This is a simple Python client for the Media Cloud CLIFF-CLAVIN geocoder.
If you just want to use this library to talk to a CLIFF server you have running somewhere, first install it
pip install mediacloud-cliff
Then instantiate and use it like this:
from cliff.api import Cliff
my_cliff = Cliff('http://myserver.com:8080')
my_cliff.parse_text("This is about Einstien at the IIT in New Delhi.")
This will return results like this:
{
"results": {
"organizations": [
{
"count": 1,
"name": "IIT"
}
],
"places": {
"focus": {
"cities": [
{
"id": 1261481,
"lon": 77.22445,
"name": "New Delhi",
"score": 1,
"countryGeoNameId": "1269750",
"countryCode": "IN",
"featureCode": "PPLC",
"featureClass": "P",
"stateCode": "07",
"lat": 28.63576,
"stateGeoNameId": "1273293",
"population": 317797
}
],
"states": [
{
"id": 1273293,
"lon": 77.1,
"name": "National Capital Territory of Delhi",
"score": 1,
"countryGeoNameId": "1269750",
"countryCode": "IN",
"featureCode": "ADM1",
"featureClass": "A",
"stateCode": "07",
"lat": 28.6667,
"stateGeoNameId": "1273293",
"population": 16787941
}
],
"countries": [
{
"id": 1269750,
"lon": 79,
"name": "Republic of India",
"score": 1,
"countryGeoNameId": "1269750",
"countryCode": "IN",
"featureCode": "PCLI",
"featureClass": "A",
"stateCode": "00",
"lat": 22,
"stateGeoNameId": "",
"population": 1173108018
}
]
},
"mentions": [
{
"id": 1261481,
"lon": 77.22445,
"source": {
"charIndex": 37,
"string": "New Delhi"
},
"name": "New Delhi",
"countryGeoNameId": "1269750",
"countryCode": "IN",
"featureCode": "PPLC",
"featureClass": "P",
"stateCode": "07",
"confidence": 1,
"lat": 28.63576,
"stateGeoNameId": "1273293",
"population": 317797
}
]
},
"people": [
{
"count": 1,
"name": "Einstien"
}
]
},
"status": "ok",
"milliseconds": 22,
"version": "2.6.1"
}
You can also just get info from the GeoNames database inside CLIFF:
from cliff.api import Cliff
my_cliff = Cliff('http://myserver.com:8080')

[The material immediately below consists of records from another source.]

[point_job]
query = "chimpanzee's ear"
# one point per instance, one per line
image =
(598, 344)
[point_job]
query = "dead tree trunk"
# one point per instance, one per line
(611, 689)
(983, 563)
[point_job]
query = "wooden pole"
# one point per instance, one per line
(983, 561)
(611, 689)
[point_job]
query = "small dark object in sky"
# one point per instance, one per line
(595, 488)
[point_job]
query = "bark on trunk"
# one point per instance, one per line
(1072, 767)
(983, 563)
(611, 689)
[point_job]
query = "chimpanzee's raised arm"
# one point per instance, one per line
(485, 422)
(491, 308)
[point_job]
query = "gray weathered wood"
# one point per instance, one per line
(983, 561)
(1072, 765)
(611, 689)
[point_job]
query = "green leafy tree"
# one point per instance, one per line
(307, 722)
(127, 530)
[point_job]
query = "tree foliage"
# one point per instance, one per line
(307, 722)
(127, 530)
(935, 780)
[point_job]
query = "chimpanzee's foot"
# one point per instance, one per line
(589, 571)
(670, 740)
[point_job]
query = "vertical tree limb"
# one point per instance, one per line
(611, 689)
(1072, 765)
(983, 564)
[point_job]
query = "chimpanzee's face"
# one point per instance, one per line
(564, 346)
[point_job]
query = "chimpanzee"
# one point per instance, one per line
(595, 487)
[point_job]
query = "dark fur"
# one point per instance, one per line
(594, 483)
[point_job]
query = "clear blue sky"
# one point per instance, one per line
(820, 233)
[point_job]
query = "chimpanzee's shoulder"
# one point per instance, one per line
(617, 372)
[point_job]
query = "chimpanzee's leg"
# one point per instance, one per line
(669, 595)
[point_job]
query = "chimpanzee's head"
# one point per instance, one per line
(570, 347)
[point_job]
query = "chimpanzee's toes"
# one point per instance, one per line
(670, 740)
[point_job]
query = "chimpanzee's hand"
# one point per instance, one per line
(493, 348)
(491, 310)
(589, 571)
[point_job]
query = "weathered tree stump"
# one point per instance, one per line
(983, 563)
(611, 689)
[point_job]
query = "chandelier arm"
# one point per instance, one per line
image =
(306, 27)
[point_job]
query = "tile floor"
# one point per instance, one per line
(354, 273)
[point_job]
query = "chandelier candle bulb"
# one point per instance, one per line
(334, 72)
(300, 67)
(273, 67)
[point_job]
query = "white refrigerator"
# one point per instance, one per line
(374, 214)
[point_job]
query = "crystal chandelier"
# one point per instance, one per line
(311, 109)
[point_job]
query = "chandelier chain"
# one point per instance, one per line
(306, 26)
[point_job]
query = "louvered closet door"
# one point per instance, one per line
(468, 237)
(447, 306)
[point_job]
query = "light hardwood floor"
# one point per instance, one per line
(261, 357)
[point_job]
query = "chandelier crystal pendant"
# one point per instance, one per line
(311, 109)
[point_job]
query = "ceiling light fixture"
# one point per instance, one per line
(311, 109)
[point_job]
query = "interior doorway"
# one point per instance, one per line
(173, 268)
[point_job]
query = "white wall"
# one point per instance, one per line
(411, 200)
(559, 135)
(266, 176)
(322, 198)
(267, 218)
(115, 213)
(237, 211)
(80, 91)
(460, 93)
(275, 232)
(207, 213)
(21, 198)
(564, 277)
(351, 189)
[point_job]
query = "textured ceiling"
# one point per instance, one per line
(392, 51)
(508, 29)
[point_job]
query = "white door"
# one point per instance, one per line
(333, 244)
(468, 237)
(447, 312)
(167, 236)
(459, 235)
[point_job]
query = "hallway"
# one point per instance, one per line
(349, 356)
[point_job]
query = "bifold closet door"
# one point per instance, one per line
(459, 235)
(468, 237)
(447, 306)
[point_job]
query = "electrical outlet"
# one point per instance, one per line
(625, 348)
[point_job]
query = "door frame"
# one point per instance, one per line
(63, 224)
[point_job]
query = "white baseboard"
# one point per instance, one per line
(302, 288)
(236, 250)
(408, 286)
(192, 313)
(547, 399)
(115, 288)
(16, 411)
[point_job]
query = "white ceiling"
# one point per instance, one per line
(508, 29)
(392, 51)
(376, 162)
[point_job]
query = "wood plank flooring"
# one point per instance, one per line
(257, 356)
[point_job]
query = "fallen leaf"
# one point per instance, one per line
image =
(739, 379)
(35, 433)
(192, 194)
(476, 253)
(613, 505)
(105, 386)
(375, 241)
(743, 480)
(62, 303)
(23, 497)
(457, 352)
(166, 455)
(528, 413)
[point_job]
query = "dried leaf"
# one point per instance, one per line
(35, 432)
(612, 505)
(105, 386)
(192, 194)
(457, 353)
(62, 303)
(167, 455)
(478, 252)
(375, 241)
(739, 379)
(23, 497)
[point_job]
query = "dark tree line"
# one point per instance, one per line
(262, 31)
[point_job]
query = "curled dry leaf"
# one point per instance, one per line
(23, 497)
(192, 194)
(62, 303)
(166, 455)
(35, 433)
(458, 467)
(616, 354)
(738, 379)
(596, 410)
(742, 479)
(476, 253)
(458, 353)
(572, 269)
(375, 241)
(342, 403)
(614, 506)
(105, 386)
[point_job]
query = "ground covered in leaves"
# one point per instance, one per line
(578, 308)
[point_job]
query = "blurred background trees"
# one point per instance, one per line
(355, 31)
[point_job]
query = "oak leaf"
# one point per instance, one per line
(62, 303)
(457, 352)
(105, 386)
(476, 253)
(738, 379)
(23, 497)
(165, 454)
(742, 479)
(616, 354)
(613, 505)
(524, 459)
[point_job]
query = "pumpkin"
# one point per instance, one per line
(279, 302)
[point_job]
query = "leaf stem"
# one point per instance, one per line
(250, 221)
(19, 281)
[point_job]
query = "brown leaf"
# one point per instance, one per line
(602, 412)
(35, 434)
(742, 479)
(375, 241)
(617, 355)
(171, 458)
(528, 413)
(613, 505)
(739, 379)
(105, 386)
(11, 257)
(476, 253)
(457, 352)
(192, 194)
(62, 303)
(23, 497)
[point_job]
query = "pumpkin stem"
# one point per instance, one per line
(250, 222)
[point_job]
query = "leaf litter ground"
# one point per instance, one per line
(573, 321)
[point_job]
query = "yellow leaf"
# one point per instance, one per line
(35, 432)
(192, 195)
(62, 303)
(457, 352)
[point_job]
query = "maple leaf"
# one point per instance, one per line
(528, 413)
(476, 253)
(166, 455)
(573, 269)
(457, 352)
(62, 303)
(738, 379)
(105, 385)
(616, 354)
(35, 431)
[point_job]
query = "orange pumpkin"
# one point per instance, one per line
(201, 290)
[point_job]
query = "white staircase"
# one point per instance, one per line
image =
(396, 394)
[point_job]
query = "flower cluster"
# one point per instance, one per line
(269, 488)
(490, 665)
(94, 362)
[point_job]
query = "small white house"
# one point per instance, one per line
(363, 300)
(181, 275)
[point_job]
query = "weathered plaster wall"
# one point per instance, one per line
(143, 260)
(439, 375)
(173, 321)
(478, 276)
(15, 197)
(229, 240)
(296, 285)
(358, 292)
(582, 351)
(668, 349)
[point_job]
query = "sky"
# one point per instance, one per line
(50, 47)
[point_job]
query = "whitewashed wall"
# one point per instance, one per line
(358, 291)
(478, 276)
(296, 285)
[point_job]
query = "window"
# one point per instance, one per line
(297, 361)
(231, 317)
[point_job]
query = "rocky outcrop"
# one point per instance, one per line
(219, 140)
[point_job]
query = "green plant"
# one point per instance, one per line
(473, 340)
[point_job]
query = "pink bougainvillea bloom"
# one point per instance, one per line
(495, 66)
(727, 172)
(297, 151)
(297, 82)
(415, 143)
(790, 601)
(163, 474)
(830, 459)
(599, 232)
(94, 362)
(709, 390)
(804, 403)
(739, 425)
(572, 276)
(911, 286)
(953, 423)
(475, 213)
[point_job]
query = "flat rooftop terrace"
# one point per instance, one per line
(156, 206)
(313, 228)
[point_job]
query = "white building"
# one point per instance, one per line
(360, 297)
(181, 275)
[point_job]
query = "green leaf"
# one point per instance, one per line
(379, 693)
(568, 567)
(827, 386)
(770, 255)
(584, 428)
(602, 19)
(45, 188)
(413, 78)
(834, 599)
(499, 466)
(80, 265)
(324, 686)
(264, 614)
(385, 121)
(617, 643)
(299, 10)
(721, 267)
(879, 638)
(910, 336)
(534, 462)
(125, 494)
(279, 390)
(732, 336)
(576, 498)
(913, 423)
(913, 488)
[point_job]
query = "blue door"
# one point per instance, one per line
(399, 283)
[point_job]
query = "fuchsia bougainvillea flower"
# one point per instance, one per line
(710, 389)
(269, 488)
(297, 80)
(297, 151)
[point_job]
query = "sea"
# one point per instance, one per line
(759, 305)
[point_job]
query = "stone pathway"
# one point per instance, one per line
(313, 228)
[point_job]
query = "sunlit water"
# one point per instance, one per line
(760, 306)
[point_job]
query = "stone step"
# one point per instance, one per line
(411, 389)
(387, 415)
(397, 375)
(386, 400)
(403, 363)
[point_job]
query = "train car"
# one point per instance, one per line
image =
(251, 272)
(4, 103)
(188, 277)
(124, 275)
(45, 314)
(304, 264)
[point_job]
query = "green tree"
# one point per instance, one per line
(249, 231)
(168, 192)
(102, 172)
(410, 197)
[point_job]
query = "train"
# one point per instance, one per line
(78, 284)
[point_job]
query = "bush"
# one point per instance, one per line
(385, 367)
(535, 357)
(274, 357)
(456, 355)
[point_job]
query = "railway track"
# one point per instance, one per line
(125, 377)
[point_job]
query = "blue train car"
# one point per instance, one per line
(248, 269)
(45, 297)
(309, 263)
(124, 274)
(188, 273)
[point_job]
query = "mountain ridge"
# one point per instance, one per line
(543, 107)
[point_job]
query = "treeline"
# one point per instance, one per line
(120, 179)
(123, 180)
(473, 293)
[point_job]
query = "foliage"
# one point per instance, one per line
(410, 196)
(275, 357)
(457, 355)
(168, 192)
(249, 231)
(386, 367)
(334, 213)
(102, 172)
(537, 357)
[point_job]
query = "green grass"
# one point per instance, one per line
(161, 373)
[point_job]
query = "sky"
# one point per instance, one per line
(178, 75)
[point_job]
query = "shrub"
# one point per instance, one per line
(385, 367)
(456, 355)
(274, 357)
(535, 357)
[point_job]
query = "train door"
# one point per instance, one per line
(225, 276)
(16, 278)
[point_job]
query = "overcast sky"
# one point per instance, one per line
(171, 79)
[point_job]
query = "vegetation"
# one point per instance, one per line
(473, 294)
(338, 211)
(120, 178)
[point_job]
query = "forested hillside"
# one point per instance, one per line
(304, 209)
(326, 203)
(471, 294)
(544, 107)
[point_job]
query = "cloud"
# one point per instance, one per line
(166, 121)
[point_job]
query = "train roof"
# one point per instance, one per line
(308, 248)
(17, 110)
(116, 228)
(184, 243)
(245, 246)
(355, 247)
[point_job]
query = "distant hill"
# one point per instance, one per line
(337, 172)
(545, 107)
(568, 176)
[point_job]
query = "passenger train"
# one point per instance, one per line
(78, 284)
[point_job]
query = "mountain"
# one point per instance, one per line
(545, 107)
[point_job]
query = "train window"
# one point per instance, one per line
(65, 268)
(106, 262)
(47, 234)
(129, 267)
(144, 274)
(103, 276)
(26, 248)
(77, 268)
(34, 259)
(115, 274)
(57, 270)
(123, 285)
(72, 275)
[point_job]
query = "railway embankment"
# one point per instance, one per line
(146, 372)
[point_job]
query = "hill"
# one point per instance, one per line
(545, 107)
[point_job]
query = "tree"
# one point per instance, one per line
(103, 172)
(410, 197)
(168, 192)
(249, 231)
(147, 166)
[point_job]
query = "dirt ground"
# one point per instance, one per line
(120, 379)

my_cliff.geonames_lookup(4943351)
This will give you results like this:
{
"results": {
"id": 4943351,
"lon": -71.09172,
"name": "Massachusetts Institute of Technology",
"countryGeoNameId": "6252001",
"countryCode": "US",
"featureCode": "SCH",
"featureClass": "S",
"parent": {
"id": 4943909,
"lon": -71.39184,
"name": "Middlesex County",
"countryGeoNameId": "6252001",
"countryCode": "US",
"featureCode": "ADM2",
"featureClass": "A",
"parent": {
"id": 6254926,
"lon": -71.10832,
"name": "Massachusetts",
"countryGeoNameId": "6252001",
"countryCode": "US",
"featureCode": "ADM1",
"featureClass": "A",
"parent": {
"id": 6252001,
"lon": -98.5,
"name": "United States",
"countryGeoNameId": "6252001",
"countryCode": "US",
"featureCode": "PCLI",
"featureClass": "A",
"stateCode": "00",
"lat": 39.76,
"stateGeoNameId": "",
"population": 310232863
},
"stateCode": "MA",
"lat": 42.36565,
"stateGeoNameId": "6254926",
"population": 6433422
},
"stateCode": "MA",
"lat": 42.48555,
"stateGeoNameId": "6254926",
"population": 1503085
},
"stateCode": "MA",
"lat": 42.35954,
"stateGeoNameId": "6254926",
"population": 0
},
"status": "ok",
"version": "2.6.1"
}
If you want to work on this API client, then first clone the source repo from GitHub and install the dependencies
nmake install
Then make a .env
file in this directory and put the url to your CLIFF server in it:
CLIFF_URL=http://localhost:8080
- Run
make test
to make sure all the test pass - Update the version number in
cliff/__init__.py
- Make a brief note in the version history section below about the changes
- Run
make build-release
to create an install package - Run
make release-test
to upload it to PyPI's test platform - Run
make release
to upload it to PyPI
- v2.6.1: upgrade to CLIFF v2.6.1 (internal build changes)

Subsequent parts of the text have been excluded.